NRG Energy Reduces Annual Loan Interest Expense by $12 Million
February 08 2013 - 8:00AM
Business Wire
NRG Energy, Inc. (NYSE: NRG) has successfully repriced its $1.58
billion Term Loan B due 2018. The repricing includes a reduction of
spread from 3.0% to 2.5% and a reduction in the LIBOR floor from
1.0% to 0.75%.
“The successful repricing of NRG’s term loan will result in
annual interest expense savings of approximately $12 million and
represents another significant step toward achieving at least $100
million in balance sheet efficiencies resulting from our recently
completed merger with GenOn,” said Kirk Andrews, Chief Financial
Officer.
About NRG
NRG is at the forefront of changing how people think about and
use energy. We deliver cleaner and smarter energy choices for our
customers, backed by the nation’s largest independent power
generation portfolio of fossil fuel, nuclear, solar and wind
facilities. A Fortune 300 company, NRG is challenging the U.S.

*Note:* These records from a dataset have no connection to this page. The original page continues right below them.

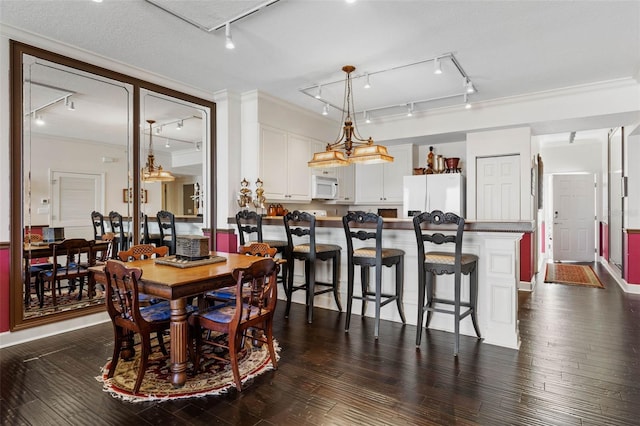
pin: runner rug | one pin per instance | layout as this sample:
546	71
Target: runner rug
214	378
582	275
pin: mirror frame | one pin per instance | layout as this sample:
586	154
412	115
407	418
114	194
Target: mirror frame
17	50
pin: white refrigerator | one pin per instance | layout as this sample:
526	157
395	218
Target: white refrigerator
445	191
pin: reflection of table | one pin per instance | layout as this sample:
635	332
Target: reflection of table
45	250
176	284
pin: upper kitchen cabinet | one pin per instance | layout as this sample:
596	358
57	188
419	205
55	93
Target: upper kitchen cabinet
283	165
382	183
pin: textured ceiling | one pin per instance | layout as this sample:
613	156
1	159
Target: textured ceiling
507	48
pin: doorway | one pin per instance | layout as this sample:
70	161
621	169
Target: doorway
574	213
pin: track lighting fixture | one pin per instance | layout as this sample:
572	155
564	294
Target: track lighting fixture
437	69
228	40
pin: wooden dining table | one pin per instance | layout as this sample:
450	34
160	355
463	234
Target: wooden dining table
176	285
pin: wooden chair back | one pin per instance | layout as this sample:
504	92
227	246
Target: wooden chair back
142	251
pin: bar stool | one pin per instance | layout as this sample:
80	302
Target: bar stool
433	263
302	226
367	257
249	223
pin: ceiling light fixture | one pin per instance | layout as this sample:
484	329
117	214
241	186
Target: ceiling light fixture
437	68
228	40
151	172
350	147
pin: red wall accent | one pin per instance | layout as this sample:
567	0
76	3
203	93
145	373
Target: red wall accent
632	264
526	258
4	289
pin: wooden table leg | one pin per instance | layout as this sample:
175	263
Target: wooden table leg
179	340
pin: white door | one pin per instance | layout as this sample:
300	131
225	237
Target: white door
498	188
73	197
574	217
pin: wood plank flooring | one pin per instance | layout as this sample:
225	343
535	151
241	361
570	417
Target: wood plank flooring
579	364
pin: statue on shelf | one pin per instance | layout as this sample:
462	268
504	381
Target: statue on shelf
244	197
260	200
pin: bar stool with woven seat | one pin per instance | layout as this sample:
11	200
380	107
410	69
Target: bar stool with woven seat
302	226
358	226
250	223
431	263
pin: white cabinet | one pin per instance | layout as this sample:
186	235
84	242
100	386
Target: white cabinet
283	165
382	183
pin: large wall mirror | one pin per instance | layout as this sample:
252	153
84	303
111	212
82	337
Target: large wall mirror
82	138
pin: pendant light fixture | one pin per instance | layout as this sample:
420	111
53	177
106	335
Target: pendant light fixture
350	147
151	172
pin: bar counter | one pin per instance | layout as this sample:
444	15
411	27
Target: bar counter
496	243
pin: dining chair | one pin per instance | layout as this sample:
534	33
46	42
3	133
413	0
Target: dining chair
167	225
75	255
364	227
302	245
117	227
97	220
228	294
250	229
127	316
253	313
432	263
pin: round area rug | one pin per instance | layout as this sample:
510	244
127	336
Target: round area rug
215	377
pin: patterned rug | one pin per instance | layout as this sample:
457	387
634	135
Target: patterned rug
215	377
561	273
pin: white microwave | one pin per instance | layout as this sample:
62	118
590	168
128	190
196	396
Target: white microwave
324	188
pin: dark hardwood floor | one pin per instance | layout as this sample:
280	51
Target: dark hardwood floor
579	364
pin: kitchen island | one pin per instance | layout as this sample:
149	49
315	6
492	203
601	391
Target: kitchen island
497	244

energy industry by becoming the largest developer of solar power,
building the first privately-funded electric vehicle charging
infrastructure, and providing customers with the most advanced
smart energy solutions to better manage their energy use. In
addition to 47,000 megawatts of generation capacity, enough to
supply nearly 40 million homes, our retail electricity providers –
Reliant, Green Mountain Energy and Energy Plus – serve more than
two million customers. More information is available at
www.nrgenergy.com. Connect with NRG Energy on Facebook and follow
us on Twitter @nrgenergy.
This news release contains forward-looking statements within the
meaning of Section 27A of the Securities Act of 1933 and Section
21E of the Securities Exchange Act of 1934. Such forward-looking
statements are subject to certain risks, uncertainties and
assumptions and include NRG’s expectations regarding interest
savings and the anticipated benefits of the transaction between NRG
and GenOn. Forward-looking statements typically can be identified
by the use of words such as “will,” “expect,” “believe,” and
similar terms. Although NRG believes that its expectations are
reasonable, it can give no assurance that these expectations will
prove to have been correct, and actual results may vary materially.

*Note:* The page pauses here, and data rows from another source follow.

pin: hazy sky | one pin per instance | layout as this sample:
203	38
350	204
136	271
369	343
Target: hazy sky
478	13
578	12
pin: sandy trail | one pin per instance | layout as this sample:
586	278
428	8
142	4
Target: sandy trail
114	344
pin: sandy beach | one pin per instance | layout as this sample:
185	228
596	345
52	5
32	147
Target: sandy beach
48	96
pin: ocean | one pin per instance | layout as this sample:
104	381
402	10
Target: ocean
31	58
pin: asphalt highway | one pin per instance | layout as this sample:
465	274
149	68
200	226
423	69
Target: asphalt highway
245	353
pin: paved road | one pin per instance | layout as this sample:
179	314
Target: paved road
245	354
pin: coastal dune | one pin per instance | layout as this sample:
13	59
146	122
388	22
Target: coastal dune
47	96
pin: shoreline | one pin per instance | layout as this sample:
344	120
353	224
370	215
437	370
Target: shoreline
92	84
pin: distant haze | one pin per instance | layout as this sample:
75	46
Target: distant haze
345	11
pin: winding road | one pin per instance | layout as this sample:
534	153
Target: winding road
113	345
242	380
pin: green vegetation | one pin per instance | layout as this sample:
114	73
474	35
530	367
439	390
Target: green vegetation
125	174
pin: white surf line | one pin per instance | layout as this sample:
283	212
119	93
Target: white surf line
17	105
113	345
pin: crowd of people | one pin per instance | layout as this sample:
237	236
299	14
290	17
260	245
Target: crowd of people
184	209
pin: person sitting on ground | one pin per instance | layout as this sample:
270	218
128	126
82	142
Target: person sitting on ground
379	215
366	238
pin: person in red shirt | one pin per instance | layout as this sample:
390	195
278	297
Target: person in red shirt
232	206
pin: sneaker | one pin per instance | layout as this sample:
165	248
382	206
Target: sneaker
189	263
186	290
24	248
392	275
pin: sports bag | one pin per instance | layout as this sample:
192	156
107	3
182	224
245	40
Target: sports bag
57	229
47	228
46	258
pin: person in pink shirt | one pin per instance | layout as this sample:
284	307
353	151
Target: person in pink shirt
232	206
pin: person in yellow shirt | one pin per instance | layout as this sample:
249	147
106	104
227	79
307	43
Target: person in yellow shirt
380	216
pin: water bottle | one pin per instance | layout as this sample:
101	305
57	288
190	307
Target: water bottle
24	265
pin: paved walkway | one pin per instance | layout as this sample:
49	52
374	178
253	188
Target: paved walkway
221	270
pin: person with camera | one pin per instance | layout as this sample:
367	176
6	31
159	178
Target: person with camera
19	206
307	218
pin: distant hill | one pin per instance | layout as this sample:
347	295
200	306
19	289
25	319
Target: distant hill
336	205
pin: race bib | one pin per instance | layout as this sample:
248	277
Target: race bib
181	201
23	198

Factors that could cause actual results to differ materially from
those contemplated above include, among others, general economic
conditions, hazards customary in the power industry, the ability to
realize anticipated benefits of the transaction (including expected
cost savings and other synergies) or the risk that anticipated
benefits may take longer to realize than expected, and financial
and economic market conditions. NRG undertakes no obligation to
update or revise any forward-looking statements, whether as a
result of new information, future events or otherwise. The
foregoing review of factors that could cause NRG’s actual results
to differ materially from those contemplated in the forward-looking
statements included in this news release should be considered in
connection with information regarding risks and uncertainties that
may affect NRG’s future results included in NRG’s filings with the
Securities and Exchange Commission at www.sec.gov.